Voltemos, então, ao discurso do ministro e ao seu conteúdo, onde a forma revela tanto quanto as palavras. O que se quis defender como ato de lucidez institucional se expõe, linha por linha, como demonstração de arrogância togada — a convicção de que a toga confere superioridade moral, mesmo quando a História já decretou o contrário. É o velho reflexo de um poder que não pede desculpas porque nunca aprendeu a duvidar de si.
A oralidade truncada — “é, bom, é, eu, eu, é…” — expõe o desconforto. A gramática hesita onde a consciência fraqueja. A cada pausa, uma tentativa de recalcular a rota moral. Não é apenas nervosismo; é a dificuldade de nomear o que sempre se preferiu ocultar. Sua irritação é o sintoma daquilo que tenta negar: o reconhecimento de que houve erros, e que a Justiça Militar foi parte deles.
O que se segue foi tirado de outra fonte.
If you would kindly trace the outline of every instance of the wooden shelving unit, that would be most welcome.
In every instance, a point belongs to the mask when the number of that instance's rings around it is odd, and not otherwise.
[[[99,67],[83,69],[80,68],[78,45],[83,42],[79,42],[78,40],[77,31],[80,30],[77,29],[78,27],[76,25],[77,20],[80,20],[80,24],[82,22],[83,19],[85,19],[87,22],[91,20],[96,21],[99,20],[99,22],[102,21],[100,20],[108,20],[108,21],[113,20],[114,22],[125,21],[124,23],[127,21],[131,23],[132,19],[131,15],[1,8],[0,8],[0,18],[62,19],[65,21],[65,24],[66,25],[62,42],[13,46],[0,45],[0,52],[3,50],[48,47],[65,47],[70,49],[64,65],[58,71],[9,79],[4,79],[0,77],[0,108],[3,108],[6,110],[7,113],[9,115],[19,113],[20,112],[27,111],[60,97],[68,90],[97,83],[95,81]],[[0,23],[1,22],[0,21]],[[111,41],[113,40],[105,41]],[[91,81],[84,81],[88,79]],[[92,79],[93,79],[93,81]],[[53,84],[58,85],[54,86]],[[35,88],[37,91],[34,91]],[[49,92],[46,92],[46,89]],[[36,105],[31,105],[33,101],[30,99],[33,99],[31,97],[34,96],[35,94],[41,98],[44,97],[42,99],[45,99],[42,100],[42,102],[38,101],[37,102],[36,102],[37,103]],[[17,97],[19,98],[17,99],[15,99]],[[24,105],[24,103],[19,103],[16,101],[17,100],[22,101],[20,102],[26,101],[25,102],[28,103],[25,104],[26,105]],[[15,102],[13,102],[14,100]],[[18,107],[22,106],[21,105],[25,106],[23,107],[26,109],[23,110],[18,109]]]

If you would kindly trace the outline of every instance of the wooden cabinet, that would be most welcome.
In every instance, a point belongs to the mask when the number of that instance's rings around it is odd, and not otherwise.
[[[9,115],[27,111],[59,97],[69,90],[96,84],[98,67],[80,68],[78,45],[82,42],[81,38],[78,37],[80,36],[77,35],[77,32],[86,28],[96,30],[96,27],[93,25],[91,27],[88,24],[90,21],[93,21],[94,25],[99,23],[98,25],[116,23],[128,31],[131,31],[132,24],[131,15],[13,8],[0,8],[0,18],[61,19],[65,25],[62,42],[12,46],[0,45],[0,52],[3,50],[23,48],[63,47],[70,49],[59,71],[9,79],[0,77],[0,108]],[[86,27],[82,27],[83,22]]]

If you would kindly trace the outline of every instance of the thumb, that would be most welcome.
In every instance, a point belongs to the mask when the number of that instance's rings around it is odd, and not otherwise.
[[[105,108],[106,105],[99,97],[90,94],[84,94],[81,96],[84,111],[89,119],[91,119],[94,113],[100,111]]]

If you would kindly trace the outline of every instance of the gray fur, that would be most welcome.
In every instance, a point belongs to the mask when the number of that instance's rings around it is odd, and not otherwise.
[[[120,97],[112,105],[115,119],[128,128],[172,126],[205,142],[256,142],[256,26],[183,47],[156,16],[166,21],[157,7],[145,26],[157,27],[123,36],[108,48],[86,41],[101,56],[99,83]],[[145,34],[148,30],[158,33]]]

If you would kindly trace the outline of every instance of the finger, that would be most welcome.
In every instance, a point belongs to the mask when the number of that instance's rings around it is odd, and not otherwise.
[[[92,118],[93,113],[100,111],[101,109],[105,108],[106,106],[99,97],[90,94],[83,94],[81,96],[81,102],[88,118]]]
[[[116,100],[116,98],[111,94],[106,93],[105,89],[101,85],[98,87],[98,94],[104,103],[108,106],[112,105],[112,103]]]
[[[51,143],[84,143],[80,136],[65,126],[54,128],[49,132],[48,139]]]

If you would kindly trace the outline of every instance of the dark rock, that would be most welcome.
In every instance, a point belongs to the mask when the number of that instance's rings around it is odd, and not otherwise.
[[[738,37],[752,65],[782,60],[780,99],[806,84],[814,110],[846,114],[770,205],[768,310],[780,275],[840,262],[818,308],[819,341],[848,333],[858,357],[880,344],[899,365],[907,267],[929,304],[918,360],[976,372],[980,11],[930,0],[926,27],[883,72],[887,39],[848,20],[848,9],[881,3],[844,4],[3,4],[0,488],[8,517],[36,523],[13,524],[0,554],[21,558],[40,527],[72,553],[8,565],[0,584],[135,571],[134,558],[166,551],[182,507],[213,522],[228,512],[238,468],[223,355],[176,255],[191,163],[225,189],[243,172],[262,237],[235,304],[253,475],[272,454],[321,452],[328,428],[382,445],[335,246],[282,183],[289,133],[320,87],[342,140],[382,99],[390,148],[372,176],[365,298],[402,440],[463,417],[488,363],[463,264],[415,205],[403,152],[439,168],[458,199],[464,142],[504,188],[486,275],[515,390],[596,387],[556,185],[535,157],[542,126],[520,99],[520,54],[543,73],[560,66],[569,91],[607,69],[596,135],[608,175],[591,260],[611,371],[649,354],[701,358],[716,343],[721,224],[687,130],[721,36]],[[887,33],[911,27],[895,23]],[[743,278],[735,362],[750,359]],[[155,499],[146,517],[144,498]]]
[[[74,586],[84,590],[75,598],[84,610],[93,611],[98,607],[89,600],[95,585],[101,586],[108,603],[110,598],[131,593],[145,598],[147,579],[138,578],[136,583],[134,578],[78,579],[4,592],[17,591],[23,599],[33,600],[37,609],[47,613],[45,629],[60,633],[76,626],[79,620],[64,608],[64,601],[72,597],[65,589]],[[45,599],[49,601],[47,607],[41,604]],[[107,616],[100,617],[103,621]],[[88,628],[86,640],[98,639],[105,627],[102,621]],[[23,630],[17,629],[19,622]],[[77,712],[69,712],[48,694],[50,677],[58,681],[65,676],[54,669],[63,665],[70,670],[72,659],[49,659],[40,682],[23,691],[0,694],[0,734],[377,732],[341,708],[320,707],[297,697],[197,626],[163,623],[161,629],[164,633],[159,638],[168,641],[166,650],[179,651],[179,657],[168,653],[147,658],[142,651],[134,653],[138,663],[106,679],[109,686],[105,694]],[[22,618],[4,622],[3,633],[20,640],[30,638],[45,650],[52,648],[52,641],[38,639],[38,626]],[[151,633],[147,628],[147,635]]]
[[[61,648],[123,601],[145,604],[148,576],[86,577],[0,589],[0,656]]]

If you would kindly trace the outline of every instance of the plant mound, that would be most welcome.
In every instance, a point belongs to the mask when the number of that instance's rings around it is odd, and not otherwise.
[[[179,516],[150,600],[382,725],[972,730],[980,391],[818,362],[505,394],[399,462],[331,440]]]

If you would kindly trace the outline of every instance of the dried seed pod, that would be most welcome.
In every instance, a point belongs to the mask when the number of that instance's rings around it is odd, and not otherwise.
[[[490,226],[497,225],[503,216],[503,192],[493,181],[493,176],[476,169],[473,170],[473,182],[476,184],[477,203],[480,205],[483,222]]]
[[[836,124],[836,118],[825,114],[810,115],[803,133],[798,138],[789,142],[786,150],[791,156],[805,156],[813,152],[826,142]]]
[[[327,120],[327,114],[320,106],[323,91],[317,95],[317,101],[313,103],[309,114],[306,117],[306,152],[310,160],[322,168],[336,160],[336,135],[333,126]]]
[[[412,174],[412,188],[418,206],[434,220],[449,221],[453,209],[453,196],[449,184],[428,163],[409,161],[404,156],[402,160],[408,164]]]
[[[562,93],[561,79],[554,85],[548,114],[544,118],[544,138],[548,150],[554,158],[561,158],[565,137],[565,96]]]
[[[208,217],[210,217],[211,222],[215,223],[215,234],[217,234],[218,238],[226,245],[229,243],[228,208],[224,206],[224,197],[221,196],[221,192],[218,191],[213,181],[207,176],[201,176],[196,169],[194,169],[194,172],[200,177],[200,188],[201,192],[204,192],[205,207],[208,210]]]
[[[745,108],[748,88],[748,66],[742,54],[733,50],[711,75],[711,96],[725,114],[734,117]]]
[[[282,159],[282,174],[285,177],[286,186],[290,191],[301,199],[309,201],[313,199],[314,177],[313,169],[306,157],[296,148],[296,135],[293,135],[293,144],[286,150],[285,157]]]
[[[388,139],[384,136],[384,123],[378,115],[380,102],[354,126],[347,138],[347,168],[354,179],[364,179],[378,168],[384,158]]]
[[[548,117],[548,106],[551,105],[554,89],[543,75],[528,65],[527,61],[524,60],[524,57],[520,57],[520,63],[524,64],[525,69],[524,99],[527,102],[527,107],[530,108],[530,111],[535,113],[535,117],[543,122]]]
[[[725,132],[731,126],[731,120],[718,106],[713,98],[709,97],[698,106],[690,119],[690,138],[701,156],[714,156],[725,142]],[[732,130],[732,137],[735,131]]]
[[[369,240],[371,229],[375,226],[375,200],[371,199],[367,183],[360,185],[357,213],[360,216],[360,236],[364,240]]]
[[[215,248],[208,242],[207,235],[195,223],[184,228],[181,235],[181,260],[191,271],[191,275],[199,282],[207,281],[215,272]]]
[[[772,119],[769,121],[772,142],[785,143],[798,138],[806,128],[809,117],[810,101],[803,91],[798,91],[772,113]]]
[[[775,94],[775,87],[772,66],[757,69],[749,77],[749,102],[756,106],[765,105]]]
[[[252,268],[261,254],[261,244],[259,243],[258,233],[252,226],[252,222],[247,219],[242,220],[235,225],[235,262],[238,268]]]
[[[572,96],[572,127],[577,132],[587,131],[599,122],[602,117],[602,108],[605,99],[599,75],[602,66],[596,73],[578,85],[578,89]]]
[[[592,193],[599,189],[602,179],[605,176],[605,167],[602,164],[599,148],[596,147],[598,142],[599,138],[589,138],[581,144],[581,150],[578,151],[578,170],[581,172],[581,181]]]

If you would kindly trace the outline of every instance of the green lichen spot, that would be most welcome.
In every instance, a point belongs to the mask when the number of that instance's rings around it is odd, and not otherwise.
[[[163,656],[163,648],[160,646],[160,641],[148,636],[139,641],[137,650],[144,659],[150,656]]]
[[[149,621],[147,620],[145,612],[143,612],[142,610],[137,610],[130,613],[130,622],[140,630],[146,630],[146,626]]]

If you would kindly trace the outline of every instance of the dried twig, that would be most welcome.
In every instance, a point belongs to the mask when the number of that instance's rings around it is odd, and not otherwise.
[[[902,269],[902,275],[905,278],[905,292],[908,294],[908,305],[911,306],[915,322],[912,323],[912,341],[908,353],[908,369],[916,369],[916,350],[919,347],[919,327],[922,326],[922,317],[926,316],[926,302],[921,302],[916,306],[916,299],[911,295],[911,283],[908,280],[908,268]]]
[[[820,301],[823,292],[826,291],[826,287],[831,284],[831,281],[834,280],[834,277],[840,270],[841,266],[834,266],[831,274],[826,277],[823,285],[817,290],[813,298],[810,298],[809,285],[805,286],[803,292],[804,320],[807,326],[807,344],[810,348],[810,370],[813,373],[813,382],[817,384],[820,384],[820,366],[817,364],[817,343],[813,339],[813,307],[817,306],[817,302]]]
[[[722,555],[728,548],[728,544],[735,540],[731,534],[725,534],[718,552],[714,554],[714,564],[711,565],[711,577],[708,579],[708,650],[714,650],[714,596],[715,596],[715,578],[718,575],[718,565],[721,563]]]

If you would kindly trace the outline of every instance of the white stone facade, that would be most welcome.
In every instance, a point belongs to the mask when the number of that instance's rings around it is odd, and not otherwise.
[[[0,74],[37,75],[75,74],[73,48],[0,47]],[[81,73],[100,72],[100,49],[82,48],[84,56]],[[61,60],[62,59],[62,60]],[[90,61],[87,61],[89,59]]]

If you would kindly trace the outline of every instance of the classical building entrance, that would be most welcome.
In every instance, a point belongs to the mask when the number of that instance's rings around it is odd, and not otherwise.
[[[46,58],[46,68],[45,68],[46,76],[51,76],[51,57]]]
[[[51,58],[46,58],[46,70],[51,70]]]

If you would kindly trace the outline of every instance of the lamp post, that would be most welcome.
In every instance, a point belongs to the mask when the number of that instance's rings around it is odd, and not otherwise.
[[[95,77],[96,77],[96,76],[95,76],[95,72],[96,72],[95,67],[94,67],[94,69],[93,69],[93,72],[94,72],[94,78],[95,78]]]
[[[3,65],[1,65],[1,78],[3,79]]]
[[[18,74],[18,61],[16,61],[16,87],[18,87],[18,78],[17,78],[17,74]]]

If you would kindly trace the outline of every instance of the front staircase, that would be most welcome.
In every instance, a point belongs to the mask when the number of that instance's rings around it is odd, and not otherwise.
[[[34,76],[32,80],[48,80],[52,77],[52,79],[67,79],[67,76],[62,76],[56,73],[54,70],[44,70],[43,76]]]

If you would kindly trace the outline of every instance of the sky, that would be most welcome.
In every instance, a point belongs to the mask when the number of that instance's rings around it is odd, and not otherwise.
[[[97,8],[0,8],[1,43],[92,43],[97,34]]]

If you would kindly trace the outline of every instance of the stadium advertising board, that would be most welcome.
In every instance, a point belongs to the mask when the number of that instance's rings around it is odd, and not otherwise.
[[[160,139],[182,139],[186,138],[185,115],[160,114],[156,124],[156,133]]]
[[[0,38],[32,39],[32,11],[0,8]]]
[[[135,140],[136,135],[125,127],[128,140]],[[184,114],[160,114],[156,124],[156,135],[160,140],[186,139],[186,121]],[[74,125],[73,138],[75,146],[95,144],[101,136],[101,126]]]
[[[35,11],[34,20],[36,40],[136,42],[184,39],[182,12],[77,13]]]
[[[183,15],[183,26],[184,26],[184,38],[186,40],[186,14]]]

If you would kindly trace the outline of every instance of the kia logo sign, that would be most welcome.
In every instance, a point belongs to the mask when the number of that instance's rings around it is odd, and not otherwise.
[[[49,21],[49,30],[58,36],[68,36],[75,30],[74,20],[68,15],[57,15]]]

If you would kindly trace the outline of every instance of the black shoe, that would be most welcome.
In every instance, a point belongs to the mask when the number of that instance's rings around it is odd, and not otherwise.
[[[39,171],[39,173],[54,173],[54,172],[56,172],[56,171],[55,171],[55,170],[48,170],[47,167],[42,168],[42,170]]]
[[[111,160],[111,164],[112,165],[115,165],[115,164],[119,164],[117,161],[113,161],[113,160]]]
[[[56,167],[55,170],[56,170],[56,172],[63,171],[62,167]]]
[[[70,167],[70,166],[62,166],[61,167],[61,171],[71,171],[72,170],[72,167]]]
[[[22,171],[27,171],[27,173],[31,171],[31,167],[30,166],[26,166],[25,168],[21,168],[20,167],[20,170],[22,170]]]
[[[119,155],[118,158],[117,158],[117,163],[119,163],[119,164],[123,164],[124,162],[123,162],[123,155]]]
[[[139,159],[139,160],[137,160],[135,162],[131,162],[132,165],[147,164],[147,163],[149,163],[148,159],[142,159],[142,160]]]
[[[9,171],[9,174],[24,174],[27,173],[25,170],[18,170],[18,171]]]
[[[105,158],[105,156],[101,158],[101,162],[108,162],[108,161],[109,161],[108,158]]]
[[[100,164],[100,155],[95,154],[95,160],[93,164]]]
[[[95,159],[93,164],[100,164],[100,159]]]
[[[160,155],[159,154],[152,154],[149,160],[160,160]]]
Ao insinuar que a presidente deveria “estudar mais a história do tribunal”, o ministro deixa escapar o viés paternalista que ela denunciou. O “conselho” vem carregado de um machismo cerimonioso, o tipo que ainda sobrevive sob o disfarce do protocolo. Ele fala como quem repreende uma aluna ousada, não como quem dialoga com uma colega de toga. É a língua do patriarcado institucional, fantasiada de cortesia.
O que o ministro pretendeu apresentar como defesa da neutralidade revela-se, no fundo, um discurso de poder. Ele não defende a história — defende a versão. Ao negar o perdão, reafirma a lógica de sempre: a Justiça Militar não erra, apenas “cumpre seu dever”. Mas o ato de Maria Elizabeth Rocha expôs a fissura dessa narrativa. Pela primeira vez, uma voz do próprio tribunal admitiu o que o país sempre soube: que a toga, quando cega, pode ser cúmplice da violência.
A insistência do ministro em dizer “não falo em nome do tribunal, falo por mim” é uma estratégia de sobrevivência discursiva. É a tentativa de salvar-se individualmente de uma culpa coletiva. Mas todo esforço de isolamento termina revelando o que pretende esconder: há culpa compartilhada. E há também medo — o medo de que a palavra “perdão” abra um precedente moral dentro das paredes da caserna.
No fundo, o ministro quis preservar o próprio nome. Conseguiu apenas preservar o sintoma. Sua fala pertence à galeria dos discursos que tentam apagar a sombra lançando mais escuridão. Ele quis que seu nome ficasse em ata — e ficará. Mas não como imaginava: não como o guardião da tradição, e sim como o símbolo do desconforto de uma geração que ainda acredita que pedir perdão é fraquejar.
Enquanto ele pedia “registro”, a História, sem pedir licença, já o registrava.
* Este é um artigo de opinião, de responsabilidade do autor, e não reflete a opinião do Brasil 247.